XLRI is an inborn error of metabolism inherited as an X-linked recessive trait, only seven female cases have been reported to date. There is no noticeable racial or geographic predilection. [1] As the causal gene of XLRI, the deficiency of STS could result in the accumulation of cholesterol sulfate in the membranes of stratum corneum cells, while cholesterol sulfate has been proven to play a role in membrane integrity and normal desquamation within the stratum corneum. [4] In female carriers of XLRI, STS activity decreased, who can have dry skin in winter without other recognizable phenotypes. And it has also been reported that a small number of cases may be the consequence of other genetic alterations of the X chromosome not directly linked to the STS gene, which showed some genetic heterogeneity. [5]
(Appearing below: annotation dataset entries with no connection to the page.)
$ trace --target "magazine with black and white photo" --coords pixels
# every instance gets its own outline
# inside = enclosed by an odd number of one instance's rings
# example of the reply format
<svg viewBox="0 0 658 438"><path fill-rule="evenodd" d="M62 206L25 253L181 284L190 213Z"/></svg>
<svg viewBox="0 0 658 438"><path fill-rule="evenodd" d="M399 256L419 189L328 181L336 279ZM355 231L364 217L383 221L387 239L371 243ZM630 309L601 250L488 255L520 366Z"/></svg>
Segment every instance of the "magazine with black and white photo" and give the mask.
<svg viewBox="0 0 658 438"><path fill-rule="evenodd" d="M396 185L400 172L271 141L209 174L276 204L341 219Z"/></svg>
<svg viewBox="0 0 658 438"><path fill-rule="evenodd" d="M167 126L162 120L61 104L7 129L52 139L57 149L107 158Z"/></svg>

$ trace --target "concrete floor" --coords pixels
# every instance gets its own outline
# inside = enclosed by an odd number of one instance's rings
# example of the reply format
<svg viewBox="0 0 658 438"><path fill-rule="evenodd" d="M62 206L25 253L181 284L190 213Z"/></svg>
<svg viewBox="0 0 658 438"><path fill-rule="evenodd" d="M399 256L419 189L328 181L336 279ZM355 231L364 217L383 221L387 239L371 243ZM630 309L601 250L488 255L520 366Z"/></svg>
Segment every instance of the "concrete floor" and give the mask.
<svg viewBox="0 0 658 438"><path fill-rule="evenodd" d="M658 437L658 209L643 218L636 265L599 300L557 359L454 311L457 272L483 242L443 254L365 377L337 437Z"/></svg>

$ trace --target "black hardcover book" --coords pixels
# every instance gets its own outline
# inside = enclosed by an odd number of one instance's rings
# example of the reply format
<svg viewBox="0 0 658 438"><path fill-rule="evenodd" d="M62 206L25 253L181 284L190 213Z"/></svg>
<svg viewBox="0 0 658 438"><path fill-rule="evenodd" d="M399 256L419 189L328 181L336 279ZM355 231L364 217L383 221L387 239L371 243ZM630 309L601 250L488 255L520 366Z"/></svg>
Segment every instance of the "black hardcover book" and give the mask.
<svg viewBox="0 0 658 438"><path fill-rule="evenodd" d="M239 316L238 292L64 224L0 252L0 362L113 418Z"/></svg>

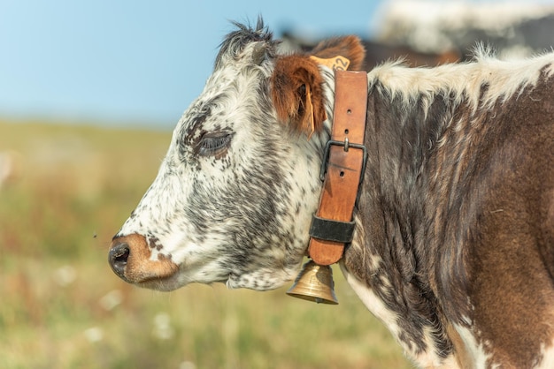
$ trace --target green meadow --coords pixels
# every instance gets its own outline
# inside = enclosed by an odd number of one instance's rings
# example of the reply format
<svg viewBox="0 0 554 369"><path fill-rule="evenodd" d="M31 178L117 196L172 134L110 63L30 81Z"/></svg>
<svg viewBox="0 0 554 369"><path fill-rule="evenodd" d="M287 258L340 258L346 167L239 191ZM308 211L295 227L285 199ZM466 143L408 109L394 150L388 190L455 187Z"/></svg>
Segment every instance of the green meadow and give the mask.
<svg viewBox="0 0 554 369"><path fill-rule="evenodd" d="M0 122L0 368L408 368L334 267L340 305L119 280L112 235L154 179L171 132Z"/></svg>

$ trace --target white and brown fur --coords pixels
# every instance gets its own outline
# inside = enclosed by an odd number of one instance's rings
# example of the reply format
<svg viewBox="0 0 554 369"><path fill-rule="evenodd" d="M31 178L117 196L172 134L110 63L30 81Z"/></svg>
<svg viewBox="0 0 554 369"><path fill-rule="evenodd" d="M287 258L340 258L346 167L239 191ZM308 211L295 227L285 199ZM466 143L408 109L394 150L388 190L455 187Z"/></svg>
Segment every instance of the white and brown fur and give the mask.
<svg viewBox="0 0 554 369"><path fill-rule="evenodd" d="M113 270L267 290L305 253L334 78L237 25L114 237ZM361 67L354 37L312 54ZM554 365L554 54L368 73L367 168L341 267L420 367ZM314 108L306 117L307 99ZM308 137L310 139L308 139Z"/></svg>

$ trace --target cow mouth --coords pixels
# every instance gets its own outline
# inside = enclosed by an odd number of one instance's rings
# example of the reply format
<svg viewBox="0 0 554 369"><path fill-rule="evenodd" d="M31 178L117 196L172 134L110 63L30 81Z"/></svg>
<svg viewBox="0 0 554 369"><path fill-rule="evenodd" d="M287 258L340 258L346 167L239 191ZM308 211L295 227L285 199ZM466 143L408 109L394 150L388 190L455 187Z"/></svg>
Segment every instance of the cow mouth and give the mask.
<svg viewBox="0 0 554 369"><path fill-rule="evenodd" d="M146 238L138 234L114 237L108 252L112 270L129 283L159 290L171 290L179 287L179 266L171 256L162 253L151 259L151 248Z"/></svg>

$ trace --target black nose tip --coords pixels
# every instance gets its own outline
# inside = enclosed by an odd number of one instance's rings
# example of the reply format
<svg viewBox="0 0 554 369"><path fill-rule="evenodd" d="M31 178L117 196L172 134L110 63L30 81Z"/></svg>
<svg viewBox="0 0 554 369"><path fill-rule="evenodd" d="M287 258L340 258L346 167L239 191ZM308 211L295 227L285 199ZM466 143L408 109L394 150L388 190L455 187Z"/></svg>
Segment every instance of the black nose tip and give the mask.
<svg viewBox="0 0 554 369"><path fill-rule="evenodd" d="M108 260L113 272L121 278L125 278L125 267L129 258L129 245L127 244L118 244L112 247L108 254Z"/></svg>

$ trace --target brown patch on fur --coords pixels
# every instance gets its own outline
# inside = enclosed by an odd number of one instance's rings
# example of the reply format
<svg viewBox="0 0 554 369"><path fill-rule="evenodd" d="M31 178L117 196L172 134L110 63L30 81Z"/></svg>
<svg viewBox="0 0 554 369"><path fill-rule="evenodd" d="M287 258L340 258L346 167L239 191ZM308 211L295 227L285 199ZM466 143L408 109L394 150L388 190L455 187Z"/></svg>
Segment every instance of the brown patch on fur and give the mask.
<svg viewBox="0 0 554 369"><path fill-rule="evenodd" d="M481 135L490 149L478 156L475 177L483 176L486 191L472 197L481 207L466 246L473 321L489 364L536 365L554 336L554 125L542 105L553 88L542 81L495 107L486 122L494 131Z"/></svg>
<svg viewBox="0 0 554 369"><path fill-rule="evenodd" d="M342 56L350 61L349 69L358 71L365 50L355 36L322 41L307 55L290 55L277 59L271 77L272 99L277 117L295 132L308 136L320 132L327 119L323 96L323 78L318 64L310 56L328 58Z"/></svg>

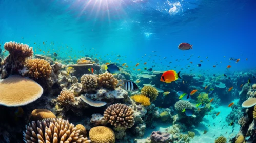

By reviewing the literatures, we found that approximately 80-90% of cases of XLRI were due to the totally absence of STS gene. Only 8 partial mutations and 14 point mutations of STS gene have been reported, most of which located at the 3′ end of the STS gene, approximately 86% (19/22). However, the clinical severity of XLRI is equal to the patients caused by the complete deletion of STS gene, which indicates the importance of the 3′ end of the STS gene. In conclusion, our XLRI family with totally absence of STS gene was investigated by direct PCR. The analysis for STS gene is still the gold standard for diagnosis of XLRI and the identification of molecular basics of the family will increase the understanding of the genetics of the STS gene and be useful for the prenatal consultation of this family.

References
1.
Hernández-Martín A, González-Sarmiento R, De Unamuno P. X-linked ichthyosis: An update. Br J Dermatol 1999;141:617-27.
[Google Scholar]
2.
Koppe G, Marinkovic-Ilsen A, Rijken Y, De Groot WP, Jöbsis AC. X-linked ichthyosis. A sulphatase deficiency. Arch Dis Child 1978;53:803-6.
[Google Scholar]
3.
Valdes-Flores M, Kofman-Alfaro SH, Vaca AL, Cuevas-Covarrubias SA. Mutation report: A novel partial deletion of exons 2-10 of the STS gene in recessive X-linked ichthyosis. J Invest Dermatol 2000;114:591-3.
[Google Scholar]
4.
Yen PH, Allen E, Marsh B, Mohandas T, Wang N, Taggart RT, et al. Cloning and expression of steroid sulfatase cDNA and the frequent occurrence of deletions in STS deficiency: Implications for X-Y exchange. Cell 1987;49:443-54.
[Google Scholar]
5.
Robledo R, Melis P, Schillinger E, Casciano I, Balazs I, Rinaldi A, et al. X-linked ichthyosis without STS deficiency: Clinical, genetical, and molecular studies. Am J Med Genet 1995;59:143-8.